Of course, you should leave most of the issue in the hands of the vet. However, if you have a cat that does not have a worrisome cough and you have a few days to wait for the vet appointment, then you might want to consider the idea of using homemade remedies to try and ease your cat’s experience. After all, coughing is strenuous on cats, and this can be seen by the fact that many cats end up vomiting simply because of the force it takes for them to cough in the first place.

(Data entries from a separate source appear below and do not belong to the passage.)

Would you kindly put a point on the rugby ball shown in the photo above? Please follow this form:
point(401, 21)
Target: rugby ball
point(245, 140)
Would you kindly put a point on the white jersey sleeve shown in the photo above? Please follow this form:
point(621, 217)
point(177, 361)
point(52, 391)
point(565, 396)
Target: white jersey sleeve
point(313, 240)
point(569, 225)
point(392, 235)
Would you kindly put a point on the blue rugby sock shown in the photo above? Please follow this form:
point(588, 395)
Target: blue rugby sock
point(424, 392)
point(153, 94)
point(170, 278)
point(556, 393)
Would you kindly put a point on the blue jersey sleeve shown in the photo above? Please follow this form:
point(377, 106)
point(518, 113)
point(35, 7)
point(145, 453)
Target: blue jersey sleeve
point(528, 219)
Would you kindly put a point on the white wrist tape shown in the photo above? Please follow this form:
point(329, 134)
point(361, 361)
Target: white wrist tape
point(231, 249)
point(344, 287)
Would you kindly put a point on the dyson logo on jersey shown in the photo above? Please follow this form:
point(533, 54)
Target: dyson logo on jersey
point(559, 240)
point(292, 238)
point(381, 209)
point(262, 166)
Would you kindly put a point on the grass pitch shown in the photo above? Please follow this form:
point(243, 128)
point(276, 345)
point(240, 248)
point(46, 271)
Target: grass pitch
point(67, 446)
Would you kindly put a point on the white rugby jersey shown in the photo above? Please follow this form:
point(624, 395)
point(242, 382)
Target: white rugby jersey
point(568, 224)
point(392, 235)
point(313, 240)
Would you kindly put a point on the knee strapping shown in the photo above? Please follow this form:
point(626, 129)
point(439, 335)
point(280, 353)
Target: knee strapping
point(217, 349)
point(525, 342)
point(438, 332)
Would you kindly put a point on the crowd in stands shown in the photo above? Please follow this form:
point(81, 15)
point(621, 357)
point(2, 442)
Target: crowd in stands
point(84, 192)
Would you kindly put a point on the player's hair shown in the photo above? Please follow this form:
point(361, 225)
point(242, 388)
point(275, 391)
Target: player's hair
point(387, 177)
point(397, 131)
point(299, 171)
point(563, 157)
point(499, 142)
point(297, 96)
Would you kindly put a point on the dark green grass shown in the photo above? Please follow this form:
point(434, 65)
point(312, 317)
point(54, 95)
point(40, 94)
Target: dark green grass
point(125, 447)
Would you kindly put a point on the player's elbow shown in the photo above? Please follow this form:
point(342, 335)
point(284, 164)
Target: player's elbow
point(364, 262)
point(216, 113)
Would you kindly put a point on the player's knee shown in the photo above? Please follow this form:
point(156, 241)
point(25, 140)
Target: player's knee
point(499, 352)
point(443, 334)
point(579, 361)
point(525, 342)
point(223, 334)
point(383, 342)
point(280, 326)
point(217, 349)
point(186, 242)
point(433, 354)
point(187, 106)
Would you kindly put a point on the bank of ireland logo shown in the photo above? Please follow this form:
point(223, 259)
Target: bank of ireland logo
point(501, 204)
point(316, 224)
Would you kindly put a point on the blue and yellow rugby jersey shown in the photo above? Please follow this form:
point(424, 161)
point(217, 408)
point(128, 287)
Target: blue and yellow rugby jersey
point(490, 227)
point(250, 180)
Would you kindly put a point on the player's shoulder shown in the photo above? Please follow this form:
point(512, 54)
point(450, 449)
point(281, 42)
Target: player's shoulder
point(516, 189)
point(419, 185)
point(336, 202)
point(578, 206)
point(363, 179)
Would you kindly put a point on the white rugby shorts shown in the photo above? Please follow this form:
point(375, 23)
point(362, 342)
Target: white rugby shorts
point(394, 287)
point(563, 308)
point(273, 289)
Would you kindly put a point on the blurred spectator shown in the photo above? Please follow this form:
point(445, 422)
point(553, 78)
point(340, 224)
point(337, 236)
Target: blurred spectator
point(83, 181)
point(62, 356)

First, you should do a thorough dusting of your house, or at least the areas where your cat frequents. This reduces the amount of potential irritants in the air, which can be helpful if your cat is coughing from asthma or allergies. You can also try and get rid of any strong odors as well. Some cats, because of their sensitive noses, cannot handle very strong smells and will begin to cough. You should also try to minimize airborne irritants. These include incense, smoke, and detergents.

When Should You Visit the Vet?

It is also important to know when a cough can wait, and when it cannot. The most urgent situation would be when your cat is beginning to lose oxygen from coughing so much. This can be seen if your cat is turning pale or even blue in the tongue and gums.

In this case, you must take the cat to a vet immediately, as this is a veterinary emergency. A slightly less urgent situation is when there is wheezing alongside the coughing. This is another sign that your cat isn’t getting the oxygen it needs. Another problem that is worrisome is when your cat is beginning to lose weight and/or has a reduced appetite, as this indicates something is very wrong.

Other problems that are worrisome, but not emergent, include persistent and recurring coughs, coughing in addition to sneezing, wet/productive coughing, and coughing without producing a hairball.